I first met face to face with Lee Kuan Yew when he interviewed me to be a candidate for the 1980 GE. It was very intimidating. Greats like Toh Chin Chye, Goh Keng Swee , and S Rajaratnam were present. They asked many questions. I fumbled some of the answers. I left the interview suspecting he was not impressed with me. Moreover, my academic records and CV were colourless. I was only a village doctor with a rebellious streak. But one striking thing he said was “We are not looking for yes men.”
I served under his leadership for a decade till 1990 when he passed the baton to Goh Chok Tong. He was without doubt the greatest leader I have encountered in my life. In my early years as an MP, he used to call me and other MPs for lunch. Lunch was a tutorial session. LKY would quiz me occasionally on my parliamentary speeches and offer tips for improvement. Some of his corrections were unpleasant to hear. But they were always valuable and meant to help us grow. I was surprised he followed what I said in Parliament. “Don’t be fooled to think you can speak off the cuff without preparation” he said. “You must always prepare.”
His personal interest in our development as parliamentarians impressed me. He generously shared his deep experience with us as a master politician. He brought into focus political issues of the day, be it local or world affairs. We were at a master class.

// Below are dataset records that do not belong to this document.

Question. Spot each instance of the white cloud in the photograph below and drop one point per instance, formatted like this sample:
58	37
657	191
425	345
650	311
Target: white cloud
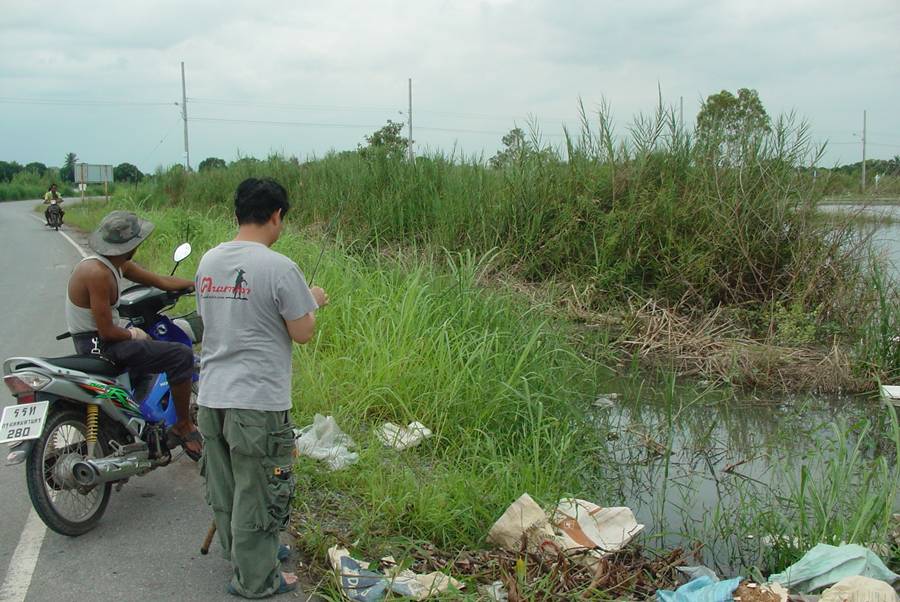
494	61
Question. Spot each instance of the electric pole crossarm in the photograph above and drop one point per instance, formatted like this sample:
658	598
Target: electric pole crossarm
187	153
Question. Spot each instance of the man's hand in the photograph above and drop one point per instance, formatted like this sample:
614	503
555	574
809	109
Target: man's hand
137	334
319	295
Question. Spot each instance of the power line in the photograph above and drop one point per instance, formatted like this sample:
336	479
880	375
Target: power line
274	105
348	125
84	102
288	123
278	105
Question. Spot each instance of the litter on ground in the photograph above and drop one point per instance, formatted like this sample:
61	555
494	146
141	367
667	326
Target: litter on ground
360	584
701	589
400	437
825	565
324	440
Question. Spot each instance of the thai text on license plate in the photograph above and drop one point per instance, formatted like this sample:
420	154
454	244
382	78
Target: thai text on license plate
23	421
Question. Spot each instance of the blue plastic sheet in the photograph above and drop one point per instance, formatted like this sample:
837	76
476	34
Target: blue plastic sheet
701	589
826	565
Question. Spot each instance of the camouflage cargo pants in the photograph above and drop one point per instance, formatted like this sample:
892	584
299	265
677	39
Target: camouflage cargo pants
247	464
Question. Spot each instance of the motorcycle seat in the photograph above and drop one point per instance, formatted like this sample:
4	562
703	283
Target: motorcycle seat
83	363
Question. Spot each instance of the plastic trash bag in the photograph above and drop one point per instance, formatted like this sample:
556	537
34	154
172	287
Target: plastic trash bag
523	518
859	589
826	565
360	584
701	589
400	437
324	440
582	525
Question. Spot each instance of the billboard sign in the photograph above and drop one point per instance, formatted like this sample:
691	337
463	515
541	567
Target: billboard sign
85	173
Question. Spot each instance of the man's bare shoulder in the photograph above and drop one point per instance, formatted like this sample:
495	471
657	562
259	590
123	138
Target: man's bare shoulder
91	271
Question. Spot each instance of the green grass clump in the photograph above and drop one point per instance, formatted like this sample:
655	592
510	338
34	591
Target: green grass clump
650	213
400	341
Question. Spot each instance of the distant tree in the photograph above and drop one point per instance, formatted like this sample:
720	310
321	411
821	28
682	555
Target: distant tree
36	167
515	147
212	163
126	172
8	169
388	141
728	125
67	173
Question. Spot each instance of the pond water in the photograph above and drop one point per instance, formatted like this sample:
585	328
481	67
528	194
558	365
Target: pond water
695	466
699	464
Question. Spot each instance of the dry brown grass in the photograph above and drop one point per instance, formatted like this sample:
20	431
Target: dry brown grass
712	347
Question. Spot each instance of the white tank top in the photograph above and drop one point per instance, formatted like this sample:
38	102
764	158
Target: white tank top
81	319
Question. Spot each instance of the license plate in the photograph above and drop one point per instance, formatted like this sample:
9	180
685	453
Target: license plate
21	422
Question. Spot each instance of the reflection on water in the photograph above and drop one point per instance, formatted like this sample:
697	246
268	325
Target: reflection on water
886	237
712	469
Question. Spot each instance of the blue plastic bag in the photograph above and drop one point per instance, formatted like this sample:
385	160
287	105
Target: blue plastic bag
701	589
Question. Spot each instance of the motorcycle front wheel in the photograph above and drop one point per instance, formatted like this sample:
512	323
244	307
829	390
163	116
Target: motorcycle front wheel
63	505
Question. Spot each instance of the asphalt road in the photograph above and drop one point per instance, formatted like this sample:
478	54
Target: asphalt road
147	545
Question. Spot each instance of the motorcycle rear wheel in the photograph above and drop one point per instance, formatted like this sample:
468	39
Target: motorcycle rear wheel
64	508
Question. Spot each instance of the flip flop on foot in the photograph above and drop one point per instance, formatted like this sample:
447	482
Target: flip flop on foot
288	583
174	439
284	552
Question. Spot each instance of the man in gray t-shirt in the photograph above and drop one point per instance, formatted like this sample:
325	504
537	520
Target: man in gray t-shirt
254	303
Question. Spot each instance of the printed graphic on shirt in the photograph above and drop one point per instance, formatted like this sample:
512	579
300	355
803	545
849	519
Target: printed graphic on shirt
240	290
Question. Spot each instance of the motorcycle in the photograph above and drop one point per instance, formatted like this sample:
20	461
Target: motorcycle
81	425
54	215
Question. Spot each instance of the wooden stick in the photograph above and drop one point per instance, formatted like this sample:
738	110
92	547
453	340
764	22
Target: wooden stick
204	549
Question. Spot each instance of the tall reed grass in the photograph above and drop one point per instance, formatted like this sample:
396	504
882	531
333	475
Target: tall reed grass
650	213
498	385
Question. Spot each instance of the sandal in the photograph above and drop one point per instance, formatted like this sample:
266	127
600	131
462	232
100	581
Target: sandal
173	440
283	587
284	552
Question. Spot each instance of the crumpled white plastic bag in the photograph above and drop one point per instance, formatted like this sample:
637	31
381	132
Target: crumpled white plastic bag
324	440
400	437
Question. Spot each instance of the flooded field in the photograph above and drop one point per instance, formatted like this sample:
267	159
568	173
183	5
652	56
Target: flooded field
700	466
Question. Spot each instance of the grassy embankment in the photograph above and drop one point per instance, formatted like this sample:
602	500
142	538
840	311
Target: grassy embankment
27	185
406	338
737	252
725	271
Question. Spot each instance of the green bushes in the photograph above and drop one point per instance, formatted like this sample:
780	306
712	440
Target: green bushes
652	215
31	185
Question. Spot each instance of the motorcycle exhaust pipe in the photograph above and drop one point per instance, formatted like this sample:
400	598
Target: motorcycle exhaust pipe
102	470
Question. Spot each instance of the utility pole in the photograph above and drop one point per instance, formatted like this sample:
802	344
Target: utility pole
409	114
864	154
187	153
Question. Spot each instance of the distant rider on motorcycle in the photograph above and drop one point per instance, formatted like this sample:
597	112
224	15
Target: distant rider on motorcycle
49	197
93	319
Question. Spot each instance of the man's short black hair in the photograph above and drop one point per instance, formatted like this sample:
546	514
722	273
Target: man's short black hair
257	199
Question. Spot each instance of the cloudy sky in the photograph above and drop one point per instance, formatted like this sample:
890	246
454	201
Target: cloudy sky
101	79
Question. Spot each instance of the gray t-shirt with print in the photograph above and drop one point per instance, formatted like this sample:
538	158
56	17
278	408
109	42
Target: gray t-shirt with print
245	293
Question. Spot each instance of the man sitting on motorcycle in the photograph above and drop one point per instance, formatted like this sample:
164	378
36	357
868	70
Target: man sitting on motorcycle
49	197
93	318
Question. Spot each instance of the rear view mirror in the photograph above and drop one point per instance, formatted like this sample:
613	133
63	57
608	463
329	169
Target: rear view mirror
182	252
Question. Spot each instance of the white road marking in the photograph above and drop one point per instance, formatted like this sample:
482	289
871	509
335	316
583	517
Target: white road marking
24	560
67	237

Lunch was also sometimes a fact finding session for him especially when he wanted to confirm the ground’s feedback on controversial issues. Two issues stood out for me
One was his family’s purchase of a flat at a discounted price. The first question he shot at me was “Cheng Bock, am l a crook?” I told him if he was a crook l would not have served him in the first place. LKY embodied the virtues of integrity and incorruptibility, without which Singapore could never have succeeded. I was then moved to speak up for him in parliament and was pleasantly surprised when he took the time to pen a note of thanks
The other issue was the elected Presidency. He wasn’t happy with the ground misunderstanding his intentions for creating the new elected office. At that time, many thought that he was doing this for himself. He was visibly disturbed. “I am doing this for Singapore , I don’t want to be President”. Indeed, he was truly a man who lived for our nation. Every political step taken by him, however difficult to understand then, he meant it for the good of Singapore. LKY loved his country, and it is only right for him to receive the highest honour and genuine affection shown by Singaporeans this week.
LKY is also often perceived as one intolerant of challenges to his core beliefs. Many a time, I saw the fire of his formidable personality when debating dissenting views. His MPs always felt safer being on his side.

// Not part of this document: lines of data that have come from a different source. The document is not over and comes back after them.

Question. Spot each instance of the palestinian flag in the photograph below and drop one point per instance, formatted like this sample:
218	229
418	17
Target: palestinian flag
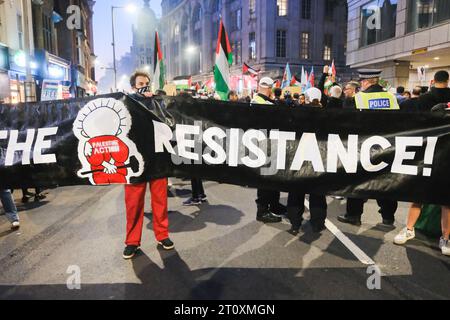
158	65
224	58
246	69
295	82
183	82
333	69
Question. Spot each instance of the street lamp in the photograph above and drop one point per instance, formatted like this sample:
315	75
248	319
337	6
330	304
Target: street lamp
130	8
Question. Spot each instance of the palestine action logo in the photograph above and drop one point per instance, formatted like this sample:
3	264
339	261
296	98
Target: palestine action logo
106	153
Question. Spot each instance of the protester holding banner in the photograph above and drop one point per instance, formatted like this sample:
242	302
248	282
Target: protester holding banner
135	193
372	97
10	208
268	201
334	100
232	96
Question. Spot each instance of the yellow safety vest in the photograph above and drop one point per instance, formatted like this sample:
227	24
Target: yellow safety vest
376	101
257	99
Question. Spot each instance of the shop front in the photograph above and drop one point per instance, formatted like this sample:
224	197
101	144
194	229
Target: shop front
22	87
55	79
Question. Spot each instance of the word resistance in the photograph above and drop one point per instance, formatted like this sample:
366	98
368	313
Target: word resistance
294	151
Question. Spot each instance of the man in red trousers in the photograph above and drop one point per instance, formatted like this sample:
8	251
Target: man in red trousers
135	194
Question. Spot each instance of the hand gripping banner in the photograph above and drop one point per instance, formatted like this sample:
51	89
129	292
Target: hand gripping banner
120	139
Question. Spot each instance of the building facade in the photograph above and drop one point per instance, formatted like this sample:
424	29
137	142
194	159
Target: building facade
18	68
266	34
76	44
144	38
400	37
54	72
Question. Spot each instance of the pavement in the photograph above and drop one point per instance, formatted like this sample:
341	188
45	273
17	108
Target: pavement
70	247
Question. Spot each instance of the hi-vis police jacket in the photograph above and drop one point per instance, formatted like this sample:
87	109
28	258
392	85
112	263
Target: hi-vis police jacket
375	98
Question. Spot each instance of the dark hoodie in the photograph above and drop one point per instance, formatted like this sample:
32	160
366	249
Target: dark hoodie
427	101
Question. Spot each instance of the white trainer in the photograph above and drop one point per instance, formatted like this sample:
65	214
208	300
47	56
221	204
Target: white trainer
404	236
444	245
15	225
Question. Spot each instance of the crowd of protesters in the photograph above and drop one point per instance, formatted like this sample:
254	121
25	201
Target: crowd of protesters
329	94
332	95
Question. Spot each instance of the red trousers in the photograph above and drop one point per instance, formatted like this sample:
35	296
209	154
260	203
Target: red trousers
134	201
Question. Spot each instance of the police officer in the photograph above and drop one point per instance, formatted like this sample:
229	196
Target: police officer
268	204
372	97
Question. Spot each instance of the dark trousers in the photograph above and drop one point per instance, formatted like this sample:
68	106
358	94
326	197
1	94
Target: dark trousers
296	207
388	208
267	198
197	188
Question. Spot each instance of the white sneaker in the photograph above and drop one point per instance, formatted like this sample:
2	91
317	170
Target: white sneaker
442	242
404	236
15	225
444	245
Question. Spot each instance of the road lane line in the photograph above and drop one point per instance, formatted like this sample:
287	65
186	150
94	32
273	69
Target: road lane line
349	244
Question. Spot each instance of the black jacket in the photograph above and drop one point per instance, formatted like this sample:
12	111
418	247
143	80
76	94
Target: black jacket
410	105
427	101
334	103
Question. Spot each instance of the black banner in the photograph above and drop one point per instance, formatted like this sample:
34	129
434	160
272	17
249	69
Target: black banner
119	139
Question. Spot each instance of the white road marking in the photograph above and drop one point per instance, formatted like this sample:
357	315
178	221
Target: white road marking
349	244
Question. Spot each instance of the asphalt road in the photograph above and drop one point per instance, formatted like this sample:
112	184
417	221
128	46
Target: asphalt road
221	253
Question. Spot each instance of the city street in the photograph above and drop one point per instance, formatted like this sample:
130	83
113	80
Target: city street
221	252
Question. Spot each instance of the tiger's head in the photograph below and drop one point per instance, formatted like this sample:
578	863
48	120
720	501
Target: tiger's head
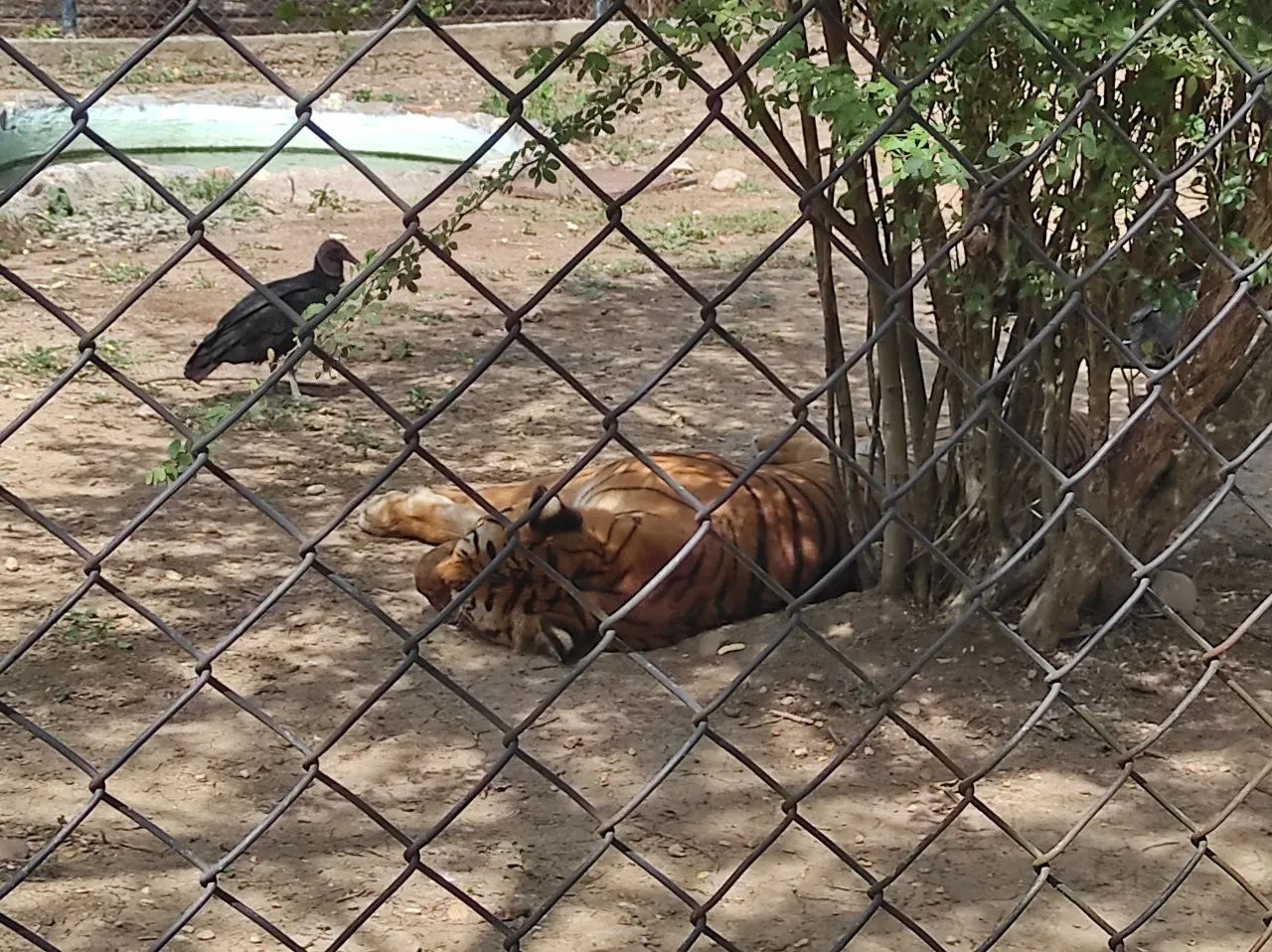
518	604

But on one occasion I was at the receiving end of his fury. This was the debate on the Foreign Talent policy where he felt I offended him. He reprimanded me publicly and our relationship grew cold after that. No more lunch with him
But not many know that in 2006, I met him at my final post- budget dinner. I was retiring that year as MP and chose to close my tenure with my favourite song “My Way”. I changed the lyrics of the song with reference to MP’s role. After I sang, LKY looked at me and broke into a smile. We then shook hands. To me, it was a good feeling to end my stint as MP for Ayer Rajah.
I will always remember him as the greatest person I have ever met and worked with. A true son of the soil, his love for Singapore was his drive. Despite his outward hardness, he always took the trouble to sign his replies personally to letters l sent him, and not left it to his subordinates.
Lee Kuan Yew left a legacy we must never compromise. People will continue to support a good government that has integrity, honesty, incorruptibility, and transparency
Thank you Mr Lee Kuan Yew for your sacrifices and what you did for us. Rest in peace.